Cela ne veut pas dire que la Russie a atteint une position de domination tous azimuts sur les États-Unis, mais cela signifie que les États-Unis ont totalement failli dans leurs efforts, pour même approcher la possibilité d’une domination complète sur la Russie et, par conséquent, sur le reste de la planète. Il est important de comprendre que si, pour les États-Unis, il est crucial de parvenir à la supériorité, pour la Russie, il suffit de nier cette supériorité.
La Russie n’a donc pas besoin de réaliser quoi que ce soit qui ressemble de près ou de loin à une domination totale sur les États-Unis et l’OTAN. Tout ce qu’elle doit faire, c’est empêcher l’Empire de la soumettre par la force ou la menace de la force.

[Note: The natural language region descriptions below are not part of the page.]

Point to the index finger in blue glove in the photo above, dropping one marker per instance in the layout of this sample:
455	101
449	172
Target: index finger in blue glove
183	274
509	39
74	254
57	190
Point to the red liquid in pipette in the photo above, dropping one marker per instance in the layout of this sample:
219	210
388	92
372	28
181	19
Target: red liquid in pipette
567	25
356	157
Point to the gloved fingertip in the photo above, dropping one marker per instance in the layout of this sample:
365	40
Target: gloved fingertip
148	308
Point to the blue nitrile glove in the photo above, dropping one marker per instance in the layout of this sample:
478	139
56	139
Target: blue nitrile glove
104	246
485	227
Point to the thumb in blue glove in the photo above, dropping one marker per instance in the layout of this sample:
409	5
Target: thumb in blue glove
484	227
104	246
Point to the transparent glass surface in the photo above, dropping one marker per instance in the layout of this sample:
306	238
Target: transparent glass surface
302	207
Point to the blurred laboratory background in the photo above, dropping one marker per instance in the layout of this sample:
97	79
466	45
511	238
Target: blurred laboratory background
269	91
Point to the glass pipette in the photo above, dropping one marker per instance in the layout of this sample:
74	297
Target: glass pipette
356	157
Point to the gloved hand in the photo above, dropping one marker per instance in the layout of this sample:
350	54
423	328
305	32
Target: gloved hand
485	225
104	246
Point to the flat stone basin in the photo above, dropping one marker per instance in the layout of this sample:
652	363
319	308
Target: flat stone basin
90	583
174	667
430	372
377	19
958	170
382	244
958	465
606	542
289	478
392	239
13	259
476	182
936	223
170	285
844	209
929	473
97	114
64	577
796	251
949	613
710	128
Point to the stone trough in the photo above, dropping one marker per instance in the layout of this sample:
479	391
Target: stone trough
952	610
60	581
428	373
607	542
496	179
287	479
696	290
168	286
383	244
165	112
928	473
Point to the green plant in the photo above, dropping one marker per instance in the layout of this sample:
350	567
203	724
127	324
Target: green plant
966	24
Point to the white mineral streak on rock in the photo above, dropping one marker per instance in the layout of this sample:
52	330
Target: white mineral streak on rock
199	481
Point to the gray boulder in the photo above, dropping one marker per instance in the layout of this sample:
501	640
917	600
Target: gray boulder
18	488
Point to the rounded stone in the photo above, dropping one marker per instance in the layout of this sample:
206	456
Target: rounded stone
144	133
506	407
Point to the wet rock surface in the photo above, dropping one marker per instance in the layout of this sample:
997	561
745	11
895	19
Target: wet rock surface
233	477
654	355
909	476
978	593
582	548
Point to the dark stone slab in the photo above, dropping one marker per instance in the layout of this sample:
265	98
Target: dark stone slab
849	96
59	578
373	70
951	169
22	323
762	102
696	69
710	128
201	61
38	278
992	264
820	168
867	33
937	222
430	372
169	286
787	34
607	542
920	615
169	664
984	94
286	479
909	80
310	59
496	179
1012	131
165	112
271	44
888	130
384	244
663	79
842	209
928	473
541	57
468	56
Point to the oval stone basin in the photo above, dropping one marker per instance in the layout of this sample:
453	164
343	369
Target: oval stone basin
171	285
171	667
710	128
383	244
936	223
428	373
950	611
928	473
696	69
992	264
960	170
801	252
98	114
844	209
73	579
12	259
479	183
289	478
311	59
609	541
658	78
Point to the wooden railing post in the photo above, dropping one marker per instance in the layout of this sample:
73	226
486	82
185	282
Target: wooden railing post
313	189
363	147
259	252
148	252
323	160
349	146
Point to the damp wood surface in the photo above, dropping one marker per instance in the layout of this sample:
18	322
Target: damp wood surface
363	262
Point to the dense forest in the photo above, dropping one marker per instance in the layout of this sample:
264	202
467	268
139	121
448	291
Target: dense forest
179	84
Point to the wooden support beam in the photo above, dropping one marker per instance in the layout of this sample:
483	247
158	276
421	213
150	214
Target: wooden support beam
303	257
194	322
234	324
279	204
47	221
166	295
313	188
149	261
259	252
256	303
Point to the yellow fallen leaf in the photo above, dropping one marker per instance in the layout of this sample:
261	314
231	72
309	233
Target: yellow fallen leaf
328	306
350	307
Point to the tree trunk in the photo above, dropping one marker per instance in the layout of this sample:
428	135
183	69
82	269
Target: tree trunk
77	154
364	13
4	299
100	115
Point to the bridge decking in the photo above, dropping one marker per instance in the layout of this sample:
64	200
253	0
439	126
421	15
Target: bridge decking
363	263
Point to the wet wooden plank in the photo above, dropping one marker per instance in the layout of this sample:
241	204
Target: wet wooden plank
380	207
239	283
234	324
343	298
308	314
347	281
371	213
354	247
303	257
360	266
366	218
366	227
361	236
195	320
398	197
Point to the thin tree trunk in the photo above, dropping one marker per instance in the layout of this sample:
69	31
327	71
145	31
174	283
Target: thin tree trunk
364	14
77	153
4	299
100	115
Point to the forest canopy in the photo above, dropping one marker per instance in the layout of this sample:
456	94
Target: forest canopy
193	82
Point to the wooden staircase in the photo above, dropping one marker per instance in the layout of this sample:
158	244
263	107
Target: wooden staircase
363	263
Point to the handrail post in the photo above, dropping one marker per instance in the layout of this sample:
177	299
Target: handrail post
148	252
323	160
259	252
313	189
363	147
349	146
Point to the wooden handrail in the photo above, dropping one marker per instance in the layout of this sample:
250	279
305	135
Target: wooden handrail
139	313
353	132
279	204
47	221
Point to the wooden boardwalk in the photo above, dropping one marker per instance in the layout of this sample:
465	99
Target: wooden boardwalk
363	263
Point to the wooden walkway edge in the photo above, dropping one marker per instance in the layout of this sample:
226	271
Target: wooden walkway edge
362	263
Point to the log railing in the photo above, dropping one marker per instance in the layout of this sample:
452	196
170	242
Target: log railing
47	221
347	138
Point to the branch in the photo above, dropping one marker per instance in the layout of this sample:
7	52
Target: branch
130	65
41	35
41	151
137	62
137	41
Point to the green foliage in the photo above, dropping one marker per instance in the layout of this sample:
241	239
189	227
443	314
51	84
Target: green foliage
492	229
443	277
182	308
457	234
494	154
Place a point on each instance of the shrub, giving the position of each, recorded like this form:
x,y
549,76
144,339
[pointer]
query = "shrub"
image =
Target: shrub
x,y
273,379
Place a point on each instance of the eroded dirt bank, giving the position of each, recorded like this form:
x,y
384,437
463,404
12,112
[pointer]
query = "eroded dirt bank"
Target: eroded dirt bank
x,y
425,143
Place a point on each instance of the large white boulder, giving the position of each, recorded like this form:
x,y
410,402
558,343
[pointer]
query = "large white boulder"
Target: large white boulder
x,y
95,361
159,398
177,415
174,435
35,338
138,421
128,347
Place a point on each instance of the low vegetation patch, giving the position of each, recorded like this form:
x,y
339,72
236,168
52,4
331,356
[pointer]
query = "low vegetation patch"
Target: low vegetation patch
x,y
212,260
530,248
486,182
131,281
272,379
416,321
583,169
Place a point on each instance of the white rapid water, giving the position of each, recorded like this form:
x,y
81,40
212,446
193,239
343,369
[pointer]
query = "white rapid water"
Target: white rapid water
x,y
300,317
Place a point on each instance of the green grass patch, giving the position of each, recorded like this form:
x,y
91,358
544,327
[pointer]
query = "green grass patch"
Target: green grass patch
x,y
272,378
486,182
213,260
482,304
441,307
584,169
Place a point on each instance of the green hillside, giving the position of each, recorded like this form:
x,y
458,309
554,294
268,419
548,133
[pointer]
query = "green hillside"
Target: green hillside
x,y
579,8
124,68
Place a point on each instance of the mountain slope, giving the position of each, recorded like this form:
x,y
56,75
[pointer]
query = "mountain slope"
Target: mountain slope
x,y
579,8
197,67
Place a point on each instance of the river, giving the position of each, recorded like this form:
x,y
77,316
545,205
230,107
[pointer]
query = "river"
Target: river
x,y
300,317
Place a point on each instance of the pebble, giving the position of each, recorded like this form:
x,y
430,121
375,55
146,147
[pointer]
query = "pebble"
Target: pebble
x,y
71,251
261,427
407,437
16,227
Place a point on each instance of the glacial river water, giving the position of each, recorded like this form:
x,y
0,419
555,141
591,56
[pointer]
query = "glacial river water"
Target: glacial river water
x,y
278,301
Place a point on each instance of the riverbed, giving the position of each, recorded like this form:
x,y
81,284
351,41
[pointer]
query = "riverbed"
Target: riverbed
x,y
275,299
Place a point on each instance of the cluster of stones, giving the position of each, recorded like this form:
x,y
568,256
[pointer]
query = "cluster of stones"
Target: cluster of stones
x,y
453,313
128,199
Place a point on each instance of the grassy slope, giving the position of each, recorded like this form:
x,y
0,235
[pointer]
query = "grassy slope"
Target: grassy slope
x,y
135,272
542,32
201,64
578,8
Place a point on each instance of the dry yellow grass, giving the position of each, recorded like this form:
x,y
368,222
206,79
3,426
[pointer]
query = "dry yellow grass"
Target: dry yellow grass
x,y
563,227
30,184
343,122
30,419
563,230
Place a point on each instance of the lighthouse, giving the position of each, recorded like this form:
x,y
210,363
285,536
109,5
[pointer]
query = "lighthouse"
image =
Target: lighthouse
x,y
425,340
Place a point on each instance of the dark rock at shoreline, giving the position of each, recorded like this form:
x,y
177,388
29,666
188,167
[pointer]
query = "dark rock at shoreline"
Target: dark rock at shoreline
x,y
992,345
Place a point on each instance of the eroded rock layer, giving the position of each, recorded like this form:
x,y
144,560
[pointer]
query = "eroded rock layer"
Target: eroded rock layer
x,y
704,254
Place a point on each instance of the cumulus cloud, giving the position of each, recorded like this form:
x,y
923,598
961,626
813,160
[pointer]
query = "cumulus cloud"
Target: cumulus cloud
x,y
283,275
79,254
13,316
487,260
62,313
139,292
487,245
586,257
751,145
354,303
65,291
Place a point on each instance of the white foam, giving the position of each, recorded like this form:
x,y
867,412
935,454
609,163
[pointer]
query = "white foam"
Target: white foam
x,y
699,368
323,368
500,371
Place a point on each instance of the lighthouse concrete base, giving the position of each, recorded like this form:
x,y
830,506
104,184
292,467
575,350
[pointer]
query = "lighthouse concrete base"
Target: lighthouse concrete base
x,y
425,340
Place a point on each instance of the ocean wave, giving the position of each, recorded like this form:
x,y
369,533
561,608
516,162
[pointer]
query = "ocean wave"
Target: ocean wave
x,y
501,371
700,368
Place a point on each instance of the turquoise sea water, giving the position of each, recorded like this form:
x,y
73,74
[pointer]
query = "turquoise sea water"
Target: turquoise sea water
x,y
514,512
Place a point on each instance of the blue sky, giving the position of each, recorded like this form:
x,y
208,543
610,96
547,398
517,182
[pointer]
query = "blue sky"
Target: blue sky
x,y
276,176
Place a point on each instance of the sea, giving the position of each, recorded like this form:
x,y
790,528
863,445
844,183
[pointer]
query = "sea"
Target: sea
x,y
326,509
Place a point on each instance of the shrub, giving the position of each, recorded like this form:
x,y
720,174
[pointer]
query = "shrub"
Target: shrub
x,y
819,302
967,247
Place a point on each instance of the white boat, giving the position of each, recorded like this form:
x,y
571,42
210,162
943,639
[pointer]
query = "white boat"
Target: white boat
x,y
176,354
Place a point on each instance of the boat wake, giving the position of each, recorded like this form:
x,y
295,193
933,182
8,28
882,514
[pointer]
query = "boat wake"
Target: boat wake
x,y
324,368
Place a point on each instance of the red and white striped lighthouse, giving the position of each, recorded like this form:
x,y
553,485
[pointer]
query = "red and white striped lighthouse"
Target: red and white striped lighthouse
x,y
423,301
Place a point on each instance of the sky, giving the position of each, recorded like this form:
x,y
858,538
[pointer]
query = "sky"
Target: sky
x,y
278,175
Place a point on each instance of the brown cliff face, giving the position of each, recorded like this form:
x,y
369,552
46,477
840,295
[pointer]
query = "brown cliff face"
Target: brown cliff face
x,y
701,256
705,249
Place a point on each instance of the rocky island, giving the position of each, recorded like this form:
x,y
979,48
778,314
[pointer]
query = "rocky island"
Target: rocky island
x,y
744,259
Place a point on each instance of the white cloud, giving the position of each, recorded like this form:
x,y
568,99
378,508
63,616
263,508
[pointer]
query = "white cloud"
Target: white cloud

Le gros problème de la concurrence interne
Comme je l’avais prédit dans mon article « Comprendre le rôle des avions de 5e génération en Syrie », il y a maintenant des déclarations officielles de haut niveau indiquant que la Russie pourrait ne produire qu’une quantité limitée de chasseurs Su-57. Pourquoi ? La génération 4++ du Su-35S est déjà très bonne et bien moins chère que le Su-57 et que l’argent russe devrait aller vers le développement d’un chasseur multirôle de 6e génération.
En d’autres termes, la principale menace pour le programme Su-57 n’est pas la concurrence étrangère – les Russes veulent proposer le Su-57 à l’exportation ! – mais la concurrence interne. La même chose est arrivée au programme MiG-35 (et avant cela au projet MiG 1.44) : ils ont été battus par Sukhoi. Le MiG-35 semble finalement avoir été sélectionné comme avion de combat frontal, mais le schéma général est clair : contrairement à l’URSS, la Russie ne peut pas se permettre de développer, en même temps, plusieurs systèmes d’armes similaires ou se chevauchant.
Certains systèmes d’armes seront produits en quantité limitée tandis que d’autres pourraient être annulés. Quelque chose de similaire se produira probablement dans les programmes ASAT russes : les projets seront en compétition et tous ne seront pas déployés. Cependant, ce qui est clair, c’est que les Russes travaillent avec beaucoup d’intensité sur un certain nombre de technologies différentes dont le but sera de supprimer les capacités spatiales américaines dans les premières phases de tout conflit.
En revanche, les USA ont dépensé tellement d’argent pour des systèmes d’armes très profitables [aux entreprises privées de la défense] mais inutiles, que redémarrer un programme ASAT à grande échelle prendra beaucoup de temps – même si Trump a déjà déclaré vouloir construire des « forces spatiales », consultez cet excellent commentaire de Philip Giraldi sur ce sujet – probablement des décennies.
Les développements de systèmes d’armes modernes ont une énorme inertie : ils sont difficiles à démarrer, difficiles à développer et difficiles à arrêter une fois démarrés. Cela est particulièrement vrai pour un complexe militaro-industriel (MIC) profondément corrompu et délirant comme celui des États-Unis (voir mon compte-rendu de l’excellent ouvrage d’Andrei Martyanov sur ce sujet ici).
Considérant la crise actuelle de l’Empire anglo-sioniste et la guerre commerciale de sanctions que Trump mène actuellement sur la majeure partie de la planète, les chances pour les planificateurs des forces américaines de corriger leurs erreurs passées et de réagir adéquatement à la nouvelle réalité sont probablement très proches de zéro. La tentative de Trump de développer les forces spatiales est donc encore un autre cas de trop petit, trop tard. L’écart entre les capacités militaires américaines annoncées et réelles ne fera qu’augmenter dans un avenir prévisible.